Clarification of a bitwise statement

Question

What does the following condition if(a & (a-1)/2) mean in C?

#include <stdio.h>

int main()
{
   int a;
   scanf("%d", &a);

   if(a & (a-1)/2)
   {
      printf("Yes\n");
   }
   else{
       printf("No\n");
   }
   return 0;
}

I didn't get the meaning of / operator here. what does the division operator mean in the condition ?

Answer 1

The division operator / simply divides the left hand side by the right hand side. In this case the right hand side is 2, so it's shifting a-1 right by one bit (an arithmetic shift, which sign-extends the integer).

The whole expression therefore calculates - for a>=0 - whether a and ((a-1)>>1) both have any of the same bits set (in which case & will produce a non-zero value). For a<0 see the comment at the end.

Here's some test code:

#include <stdio.h>
#include <stdlib.h>

int
main (int argc, char **argv)
{
  int i;
  for (i = 0; i < 256; i++)
    {
      printf ("%3d %s\n", i, (i & (i - 1) / 2) ? "yes" : "no");
    }
  exit (0);
}

which gives

  0 no
  1 no
  2 no
  3 yes
  4 no
  5 no
  6 yes
  7 yes
  8 no
  9 no
 10 no
 11 yes
 12 yes
 13 yes
 14 yes
 15 yes
 16 no
 17 no
 18 no
 19 yes
 20 no
 21 no
 22 yes
 23 yes
 24 yes
 25 yes
 26 yes
 27 yes
 28 yes
 29 yes
 30 yes
 31 yes
 32 no
 33 no
 34 no
 ... abbreviated for clarity ...

This detects numbers that either:

• have two or more adjacent binary 1s or;

• are negative, but not MININT .

Here's how:

• If a>=0 , then (a-1)/2 == a/2 (as rounding is always towards zero). So this is equivalent (for a>=0 ) to a & (a>>1) which will be one if the bit to the right of any bit in a is set, ie if there are two or more adjacent ones.

• If a<0 and a!=MININT , (and thus have 1 as its MSB), then (a-1) must also be negative and less than -1 , so (a-1)/2 must also be negative (and thus have 1 as its MSB), in which case a & ((a-1)/2)) is non-zero because its MSB must also be 1.

• If a==MININT , then a-1 is MAXINT , so (a-1)/2 has no bits that are both 1.

Answer 2

For non-negative values, division by 2 is equivalent to shifting it 1 bit to the right. For negative values it is not equivalent, but I suspect that the authors of the code did not intend it to work with negative values.

(Note that this non-equivalence has nothing to do with exotic non-2's-complement architectures or arithmetic sifts. In C and C++ language signed division is required to round towards 0, which makes it impossible to implement signed division by a simple shift for negative values on 2's complement architectures. A post-shift correction is required.)

Now, as for what the whole a & (a - 1) / 2 expression is doing... Let's restrict consideration for non-negative values only.
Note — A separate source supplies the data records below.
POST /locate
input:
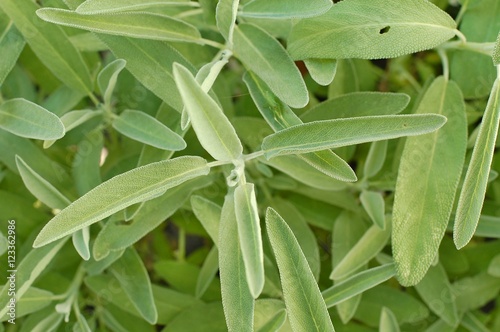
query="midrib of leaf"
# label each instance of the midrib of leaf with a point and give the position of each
(54, 51)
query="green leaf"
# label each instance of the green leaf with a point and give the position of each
(264, 55)
(247, 216)
(107, 78)
(374, 205)
(430, 167)
(151, 63)
(225, 15)
(473, 190)
(357, 104)
(207, 272)
(134, 279)
(112, 6)
(237, 299)
(370, 244)
(123, 190)
(129, 24)
(320, 135)
(305, 305)
(41, 188)
(208, 213)
(279, 116)
(214, 131)
(26, 119)
(32, 265)
(357, 284)
(322, 71)
(371, 30)
(277, 9)
(388, 322)
(436, 291)
(148, 130)
(51, 45)
(11, 44)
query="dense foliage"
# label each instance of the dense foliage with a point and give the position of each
(258, 165)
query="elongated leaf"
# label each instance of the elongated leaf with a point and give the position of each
(357, 104)
(264, 55)
(32, 265)
(279, 116)
(51, 45)
(134, 279)
(322, 71)
(107, 78)
(112, 6)
(123, 190)
(226, 17)
(148, 130)
(237, 299)
(40, 187)
(214, 131)
(374, 205)
(473, 191)
(305, 306)
(11, 44)
(357, 284)
(247, 216)
(325, 134)
(26, 119)
(430, 167)
(128, 24)
(388, 322)
(277, 9)
(436, 291)
(371, 30)
(367, 247)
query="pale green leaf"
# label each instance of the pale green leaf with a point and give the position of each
(371, 30)
(247, 216)
(305, 305)
(116, 235)
(279, 116)
(41, 188)
(319, 135)
(150, 62)
(133, 277)
(11, 44)
(388, 322)
(51, 45)
(214, 131)
(225, 15)
(473, 190)
(148, 130)
(31, 266)
(370, 244)
(278, 9)
(357, 284)
(208, 272)
(26, 119)
(322, 71)
(81, 239)
(436, 291)
(374, 204)
(357, 104)
(129, 24)
(208, 213)
(106, 80)
(428, 176)
(111, 6)
(123, 190)
(264, 55)
(237, 299)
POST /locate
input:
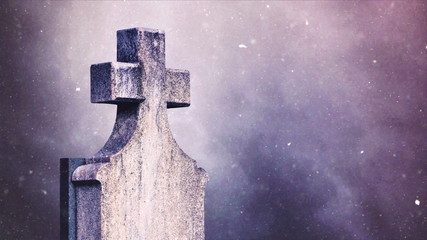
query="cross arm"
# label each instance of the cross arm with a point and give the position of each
(116, 82)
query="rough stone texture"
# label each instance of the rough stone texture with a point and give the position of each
(67, 199)
(140, 185)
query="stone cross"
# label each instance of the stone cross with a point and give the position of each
(140, 185)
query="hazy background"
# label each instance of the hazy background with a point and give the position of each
(310, 117)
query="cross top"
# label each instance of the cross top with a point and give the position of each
(140, 72)
(141, 184)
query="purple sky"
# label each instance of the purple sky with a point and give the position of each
(310, 117)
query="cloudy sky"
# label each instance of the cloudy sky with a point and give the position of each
(310, 117)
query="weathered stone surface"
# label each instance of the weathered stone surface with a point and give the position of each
(140, 185)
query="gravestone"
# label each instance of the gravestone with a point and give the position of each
(140, 185)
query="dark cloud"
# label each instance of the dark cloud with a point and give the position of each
(309, 117)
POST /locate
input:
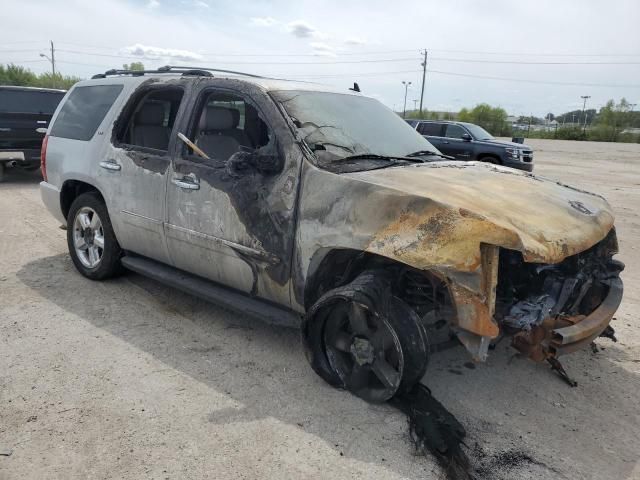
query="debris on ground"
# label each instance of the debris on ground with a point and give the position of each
(435, 430)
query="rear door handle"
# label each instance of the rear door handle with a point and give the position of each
(187, 182)
(110, 165)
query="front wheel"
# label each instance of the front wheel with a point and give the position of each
(491, 160)
(92, 243)
(361, 338)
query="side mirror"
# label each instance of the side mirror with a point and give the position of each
(267, 162)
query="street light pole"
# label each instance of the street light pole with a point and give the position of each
(406, 87)
(584, 105)
(424, 74)
(52, 59)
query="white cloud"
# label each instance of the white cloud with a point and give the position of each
(263, 21)
(301, 29)
(323, 49)
(144, 51)
(355, 41)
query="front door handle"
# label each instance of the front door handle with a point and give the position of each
(110, 165)
(187, 182)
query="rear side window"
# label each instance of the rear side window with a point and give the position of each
(433, 129)
(24, 101)
(84, 110)
(454, 131)
(149, 123)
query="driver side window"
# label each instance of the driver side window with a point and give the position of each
(225, 124)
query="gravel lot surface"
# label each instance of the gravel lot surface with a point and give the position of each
(129, 379)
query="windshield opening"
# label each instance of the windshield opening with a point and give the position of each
(336, 126)
(478, 133)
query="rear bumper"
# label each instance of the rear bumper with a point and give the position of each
(51, 199)
(579, 335)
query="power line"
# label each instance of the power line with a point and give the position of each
(468, 75)
(336, 62)
(159, 57)
(518, 62)
(522, 80)
(363, 53)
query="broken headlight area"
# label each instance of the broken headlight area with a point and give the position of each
(553, 309)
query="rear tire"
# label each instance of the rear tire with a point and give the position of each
(93, 246)
(361, 338)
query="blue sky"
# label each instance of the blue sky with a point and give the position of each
(561, 45)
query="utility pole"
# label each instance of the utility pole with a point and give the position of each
(424, 74)
(406, 87)
(584, 105)
(632, 105)
(52, 59)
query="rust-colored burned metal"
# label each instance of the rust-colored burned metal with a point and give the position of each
(451, 220)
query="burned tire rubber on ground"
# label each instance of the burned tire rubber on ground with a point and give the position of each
(92, 243)
(361, 338)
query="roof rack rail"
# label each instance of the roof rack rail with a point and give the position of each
(202, 71)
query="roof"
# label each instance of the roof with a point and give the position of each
(266, 83)
(31, 89)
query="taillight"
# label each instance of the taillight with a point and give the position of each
(43, 157)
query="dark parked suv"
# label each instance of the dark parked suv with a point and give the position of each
(25, 113)
(466, 141)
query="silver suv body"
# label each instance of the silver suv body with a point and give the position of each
(321, 207)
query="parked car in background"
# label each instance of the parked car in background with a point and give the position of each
(25, 113)
(466, 141)
(320, 208)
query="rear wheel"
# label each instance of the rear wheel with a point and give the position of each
(92, 243)
(361, 338)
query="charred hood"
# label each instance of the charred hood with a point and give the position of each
(463, 205)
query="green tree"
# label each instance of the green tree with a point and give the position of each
(612, 119)
(17, 75)
(134, 66)
(492, 119)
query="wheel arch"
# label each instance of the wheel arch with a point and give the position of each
(334, 267)
(72, 189)
(494, 156)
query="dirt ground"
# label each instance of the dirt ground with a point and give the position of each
(129, 379)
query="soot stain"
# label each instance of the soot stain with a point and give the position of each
(436, 431)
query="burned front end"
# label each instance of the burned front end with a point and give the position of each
(554, 309)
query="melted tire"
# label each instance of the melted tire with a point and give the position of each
(370, 289)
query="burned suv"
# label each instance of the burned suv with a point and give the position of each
(322, 209)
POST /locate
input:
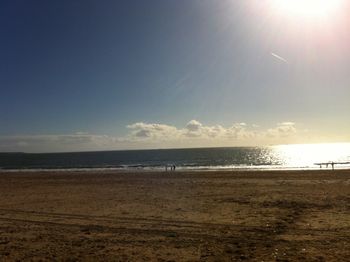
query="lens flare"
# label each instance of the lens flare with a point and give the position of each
(308, 8)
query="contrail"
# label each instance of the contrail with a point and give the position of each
(279, 58)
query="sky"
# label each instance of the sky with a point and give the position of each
(80, 75)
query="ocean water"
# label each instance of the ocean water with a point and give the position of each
(252, 158)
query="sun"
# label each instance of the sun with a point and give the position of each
(309, 9)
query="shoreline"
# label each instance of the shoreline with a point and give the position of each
(178, 169)
(189, 216)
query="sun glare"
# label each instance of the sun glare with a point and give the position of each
(308, 9)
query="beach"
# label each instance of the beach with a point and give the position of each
(175, 216)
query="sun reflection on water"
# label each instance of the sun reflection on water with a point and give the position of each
(306, 155)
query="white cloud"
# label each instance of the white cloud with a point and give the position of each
(284, 129)
(155, 135)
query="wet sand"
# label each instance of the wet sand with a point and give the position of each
(198, 216)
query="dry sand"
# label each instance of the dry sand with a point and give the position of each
(198, 216)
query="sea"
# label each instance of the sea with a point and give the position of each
(281, 157)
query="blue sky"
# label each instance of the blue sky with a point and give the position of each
(98, 68)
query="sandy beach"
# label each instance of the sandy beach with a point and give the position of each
(175, 216)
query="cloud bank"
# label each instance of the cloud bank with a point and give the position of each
(143, 135)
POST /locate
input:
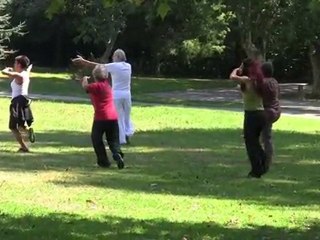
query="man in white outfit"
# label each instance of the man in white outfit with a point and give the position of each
(120, 72)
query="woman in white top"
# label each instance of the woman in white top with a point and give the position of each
(120, 72)
(20, 112)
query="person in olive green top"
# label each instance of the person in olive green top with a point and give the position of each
(250, 77)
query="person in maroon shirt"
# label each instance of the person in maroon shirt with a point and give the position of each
(105, 118)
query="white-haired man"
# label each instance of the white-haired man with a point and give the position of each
(120, 72)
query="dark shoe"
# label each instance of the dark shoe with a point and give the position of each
(253, 175)
(32, 137)
(23, 150)
(104, 164)
(120, 163)
(128, 139)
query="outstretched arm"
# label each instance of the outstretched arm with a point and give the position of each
(234, 76)
(81, 61)
(12, 74)
(84, 82)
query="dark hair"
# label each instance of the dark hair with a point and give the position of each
(252, 69)
(267, 69)
(23, 61)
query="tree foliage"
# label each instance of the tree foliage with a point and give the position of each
(7, 30)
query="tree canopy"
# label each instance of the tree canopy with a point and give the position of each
(202, 38)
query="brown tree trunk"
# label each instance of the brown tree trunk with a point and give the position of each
(315, 64)
(109, 46)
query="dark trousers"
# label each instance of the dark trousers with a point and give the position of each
(20, 112)
(254, 123)
(111, 129)
(272, 115)
(267, 142)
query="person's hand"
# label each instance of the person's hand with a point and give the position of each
(84, 81)
(8, 69)
(78, 60)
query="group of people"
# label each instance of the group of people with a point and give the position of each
(112, 107)
(260, 93)
(111, 102)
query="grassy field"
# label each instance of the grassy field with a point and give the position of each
(62, 84)
(185, 179)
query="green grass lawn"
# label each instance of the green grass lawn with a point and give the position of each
(185, 179)
(62, 85)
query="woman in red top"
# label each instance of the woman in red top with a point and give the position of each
(105, 118)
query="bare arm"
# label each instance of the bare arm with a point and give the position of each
(81, 61)
(234, 76)
(11, 74)
(84, 82)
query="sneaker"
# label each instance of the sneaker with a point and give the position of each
(128, 140)
(104, 165)
(120, 163)
(253, 175)
(32, 136)
(23, 150)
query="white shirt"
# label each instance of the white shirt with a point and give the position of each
(121, 79)
(23, 88)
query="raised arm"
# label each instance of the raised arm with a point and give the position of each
(84, 82)
(234, 76)
(11, 74)
(81, 61)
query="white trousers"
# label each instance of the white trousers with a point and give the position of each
(126, 128)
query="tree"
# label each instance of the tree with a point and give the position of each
(191, 30)
(302, 27)
(257, 23)
(162, 6)
(7, 31)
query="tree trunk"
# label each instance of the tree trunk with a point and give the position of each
(315, 64)
(109, 46)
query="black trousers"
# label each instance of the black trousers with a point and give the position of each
(20, 112)
(110, 129)
(254, 123)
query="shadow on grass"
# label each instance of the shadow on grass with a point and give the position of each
(194, 162)
(65, 226)
(51, 86)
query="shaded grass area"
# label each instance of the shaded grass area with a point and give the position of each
(185, 176)
(61, 84)
(66, 226)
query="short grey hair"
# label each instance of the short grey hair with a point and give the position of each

Subtracting 1 is equivalent to inverting all trailing 0 bits in the number and then inverting the last (least significant) 1 bit. Division by 2 is equivalent to shift right by 1 bit.

In the context of & operation, the whole thing is equivalent to: kill the last 1 bit in a , shift the whole thing to the right 1 bit and & it with the original value.

I don't see the point of killing the last 1 bit in this case. It looks like for positive values the whole thing is equivalent to a & (a / 2) (ie to a & (a >> 1)) ), which simply detects if there are two adjacent 1 bits in the original a .

Answer 3

它从a减去1，然后除以2，然后进行位与运算。

Answer 4

In the condition / operator simply does division. The only thing that matters is whether the result in condition is 0 (false) or not 0 (true).

As fot what the program actually does, it looks binary math related so you should ask someone who knows more about that.

Answer 5

In the expression a & (a - 1) / 2 there is a bitwise and operator, and a division operator. It is highly unusual that these are used together. Therefore, I don't know what the precedence is (does it divide a-1 by two and does a bitwise and with a, or does it do a bitwise and of a and a-1, then divide the result by two). I actually don't care what the precedence is, because I don't know what precedence the programmer writing the code assumed it would be.

If you see code like this, you need to find out what it does, you need to find out what it was intended to do, if both are the same you add parentheses to make the intent clear, and if they are not the same you have found a bug and figure out how it affects the program and what to do about it.